SUNDAY BEST: Nigeria's goal scorer Sunday Mba kicks the ball during their Africa Cup of Nations final match against Burkina Faso at the National Stadium in Johannesburg last night . Photo: REUTERS
SUNDAY BEST: Nigeria's goal scorer Sunday Mba kicks the ball during their Africa Cup of Nations final match against Burkina Faso at the National Stadium in Johannesburg last night . Photo: REUTERS

NIGERIA are the champions of the continent and worthily so after a tense and tactical 1-0 Africa Cup of Nations win against gritty Burkina Faso in the final here last night.

The young and hungry Super Eagles added to the titles won by the generations of 1980 and 1994.

Two worthy finalists produced an intriguing final. Nigeria dominated the first half and took a deserved lead through Sunday Mba five minutes before the break.

Burkina Faso's achievement in reaching the final at the expense of Zambia, Togo and Ghana was remarkable enough. But the Stallions were not content to rest on their laurels and pushed strongly for an equaliser against a more cautious Super Eagles in the second 45 minutes.

Stephen Keshi's men responded by dealing calmly with most situations that did arise at the back. And Nigeria always looked capable of producing a second goal on the counter-attack.

Thirteen of Nigeria's squad are under the age of 24. Bolstered by whatever talent is still to emerge from the 170million-population country, this team certainly appears to have the potential to fill the void left by Egypt, Cameroon and Ivory Coast and dominate African football. The overturned suspension for winger Jonathan Pitroipia meant Burkina Faso coach Paul Put was able to keep the same line-up from the one that should have won in normal time in their semifinal against Ghana.

Keshi was forced to make one change, and a big one - tournament joint-top scorer Emmanuel Emenike was unable to recover from a thigh injury. Uche Ikechukwu came into the centre of Nigeria's forward line, with Brown Ideye moving to the right and Victor Moses, who did overcome an ankle concern, remaining on the left.

Nigeria's pace and guile of their front three always seemed likely to trouble even a Burkina Faso defence that had yielded just two goals in the competition. From the seventh minute, when Moses's free-kick was powerfully headed over by Ideye, the Super Eagles unsettled the Stallions at the back.

Ideye should have opened the scoring in the 10th minute when goalkeeper Daouda Diakite came and missed and the Nigeria striker volleyed over an open goal.

A solitary free-kick that streaked past keeper Vincent Enyeama's upright was against the tide for Burkina Faso.

In the 40th Nigeria had the lead from Mba, scorer of a spectacular winner against Ivory Coast in the semifinals. The midfielder collected the ball outside the penalty box after a shot from Moses was blocked, took two touches on the bounce into the box and stabbed a volley past Diakite.

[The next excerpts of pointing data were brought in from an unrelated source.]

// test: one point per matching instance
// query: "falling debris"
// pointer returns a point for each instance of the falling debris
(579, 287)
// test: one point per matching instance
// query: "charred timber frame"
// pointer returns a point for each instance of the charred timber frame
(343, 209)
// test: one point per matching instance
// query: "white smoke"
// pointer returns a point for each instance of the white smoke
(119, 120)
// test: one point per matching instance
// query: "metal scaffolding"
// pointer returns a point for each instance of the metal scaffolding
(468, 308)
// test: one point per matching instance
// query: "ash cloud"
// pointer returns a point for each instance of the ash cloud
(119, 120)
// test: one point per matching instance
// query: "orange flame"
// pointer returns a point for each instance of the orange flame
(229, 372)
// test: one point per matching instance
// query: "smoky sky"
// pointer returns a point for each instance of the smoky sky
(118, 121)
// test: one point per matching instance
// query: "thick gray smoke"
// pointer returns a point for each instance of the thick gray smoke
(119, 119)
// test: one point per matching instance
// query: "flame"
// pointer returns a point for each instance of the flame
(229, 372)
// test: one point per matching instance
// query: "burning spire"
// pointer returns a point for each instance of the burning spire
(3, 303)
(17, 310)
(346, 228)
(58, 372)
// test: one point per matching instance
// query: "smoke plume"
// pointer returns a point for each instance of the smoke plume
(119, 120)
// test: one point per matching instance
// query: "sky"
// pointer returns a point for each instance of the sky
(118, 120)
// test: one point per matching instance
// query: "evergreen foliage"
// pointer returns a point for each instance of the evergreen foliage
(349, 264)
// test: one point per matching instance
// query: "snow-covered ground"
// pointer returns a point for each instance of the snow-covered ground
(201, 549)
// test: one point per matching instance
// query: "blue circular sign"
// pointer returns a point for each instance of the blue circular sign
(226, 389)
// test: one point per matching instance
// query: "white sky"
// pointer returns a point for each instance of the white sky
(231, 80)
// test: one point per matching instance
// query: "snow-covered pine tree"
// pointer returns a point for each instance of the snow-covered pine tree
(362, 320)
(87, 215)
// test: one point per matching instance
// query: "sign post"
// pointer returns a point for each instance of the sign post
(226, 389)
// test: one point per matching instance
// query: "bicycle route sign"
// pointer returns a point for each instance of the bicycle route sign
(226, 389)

Keshi then brought on the pacey Musa Ahmed soon after the break to try to ram home his side's advantage.

Ideye's shot from a tight angle was touched out by Diakite, then Aristide Bance got a header from a free-kick that went straight at Enyeama.

Burkina Faso had not reached their first final to roll over, and Nigeria found themselves absorbing pressure. Mba tripped over himself when a clinching goal seemed on the cards and Nigeria almost paid for it, as substitute Wilfried Sanou's shot skidded across goal from the counter-attack.

But, as a champion team should, for the last half-hour Nigeria did shut Burkina Faso out.